On-line version ISSN 2173-9161Print version ISSN 1130-0558

Rev Esp Cirug Oral y Maxilofac vol.30 n.1 Madrid Jan./Feb. 2008




Oral nodular amyloidosis

Amiloidosis oral nodular



P. Martos Díaz1, J. Sastre Pérez2, M. Mancha de la Plata1, T. Reina3, S. Rosón Gómez1, L. Naval Gías2

1 Médico Residente de Cirugía Oral y Maxilofacial.
2 Médico Adjunto. Servicio de Cirugía Oral y Maxilofacial.
3 Médico Residente. Servicio de Anatomía Patológica.
Hospital Universitario de la Princesa. Madrid, España





Introduction. Amyloidosis is a condition characterized by the deposit of amyloid in different tissues.

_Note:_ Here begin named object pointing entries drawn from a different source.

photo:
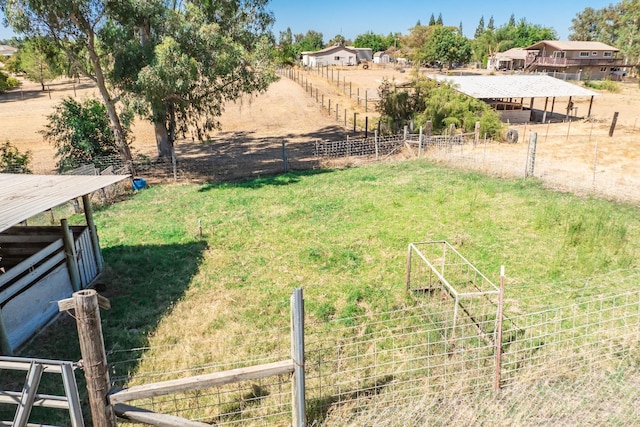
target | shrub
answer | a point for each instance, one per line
(7, 83)
(82, 134)
(12, 160)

In the oral cavity it is usually manifested as macroglossia and, more rarely, as nodules on the surface.
Clinical case. A man had multiple myeloma that began with nodular lesions of the lower lip and tongue. As a result of these lesions, the patient was diagnosed of systemic amyloidosis by histological study.
Discussion. Amyloid nodules in the oral cavity are a rare manifestation of systemic amyloidosis. Its appearance entails the necessity to make I diagnose differential with other organizations and I diagnose of certainty is obtained by means of the histological analysis.

Key words: Lingual amyloidosis; Congo red; Amyloid nodules; Multiple myeloma; Amyloid protein.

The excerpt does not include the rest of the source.